There is also a custom flexibleDate decoder. If a model emits a number or object for deadline instead of a string or null, the service treats it as missing rather than failing the whole extraction. That is a pragmatic choice. A bad deadline should not throw away an otherwise useful title, description, and assignee list.
Rate limiting is keyed to the thing being protected
The rate limiter in internal/middleware/rate_limit.go is not a token bucket. It is a small in-memory cooldown limiter keyed by a caller-defined string. Internally it uses sync.Map, LoadOrStore, and CompareAndSwap so concurrent callers sharing a key do not both slip through after a cooldown expires.
In cmd/main.go, extraction is keyed by user ID because no matter exists yet:
uidKey := func(c *gin.Context) string { return c.GetString("uid") }
extractLimiter := middleware.NewRateLimiter(10 * time.Second).Middleware(uidKey)
Timeline LLM calls are different. They are keyed by (matter_id, uid) inside the service after access checks.

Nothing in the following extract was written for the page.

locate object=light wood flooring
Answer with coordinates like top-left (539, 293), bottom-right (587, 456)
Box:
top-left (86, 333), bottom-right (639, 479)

The comment explains why: a forbidden caller should not be able to burn the legitimate user’s cooldown for a matter they cannot access.
That is a subtle but useful design rule. Rate-limit keys are part of your authorization model. If you choose them too early or too broadly, attackers can create denial-of-service edges against real users.
The limiter also runs a background eviction loop so high-cardinality keys do not grow the map forever. Close stops that goroutine cleanly.
Notifications use bounded async work
internal/notification/worker.go provides a fixed-size worker pool for notification delivery. It takes a buffer size and worker count, starts that many goroutines, and accepts submitted functions through a channel.
If the buffer is full, Submit drops the task and logs a warning instead of blocking the request path indefinitely:
select {
case w.ch <- fn:
default:
log.Printf("WARN: notification worker queue full, dropping task")
}
Each worker recovers from panics inside a submitted function, logs the panic, and keeps processing later tasks. Shutdown closes the channel and waits for workers to finish in-flight jobs.
This is not a queue you would use for guaranteed delivery. It is intentionally a bounded best-effort path for notifications. That matches the role notifications play in this service: useful side effects, but not worth taking down matter creation if OCTO IM is slow or a notification template panics.
Error responses are typed without being noisy
internal/apperr/errors.go defines an AppError with code, message, details, HTTP status, and an optional wrapped error. Handlers can turn service errors into consistent JSON like:
{"error":{"code":"VALIDATION_ERROR","message":"...","details":{"field":"..."}}}
The package also defines sentinel errors such as ErrNotFound, ErrForbidden, and ErrInvalidInput, plus constructors for domain cases: MatterNotFound, AssigneeNotFound, SpaceForbidden, RateLimited, DuplicateAssignee, and Upstream.
This gives the code two useful properties. Service functions can return meaningful domain errors, and handlers can render stable client-facing codes without matching strings.
What I would copy from Octo Matter
The repo is a good example of boring Go used carefully:
- Keep
cmd/main.goas the explicit dependency graph. - Put workflow and security decisions in services, not in HTTP handlers.
- Make repositories responsible for persistence details, including cursor encoding.
- Keep the LLM client narrow, context-aware, timeout-bound, and response-size-bound.
- Treat model output as untrusted data and validate it like any other external input.
- Choose rate-limit keys after thinking about authorization, not just convenience.
- Use bounded async workers for non-critical side effects.
None of those choices require a large framework. They require code that is honest about where failures happen: databases can reject writes, LLMs can return malformed JSON, users can send oversized bodies, route ordering can bite you, and notification delivery can fail. Octo Matter handles those cases directly, and that makes the repo a useful one to study.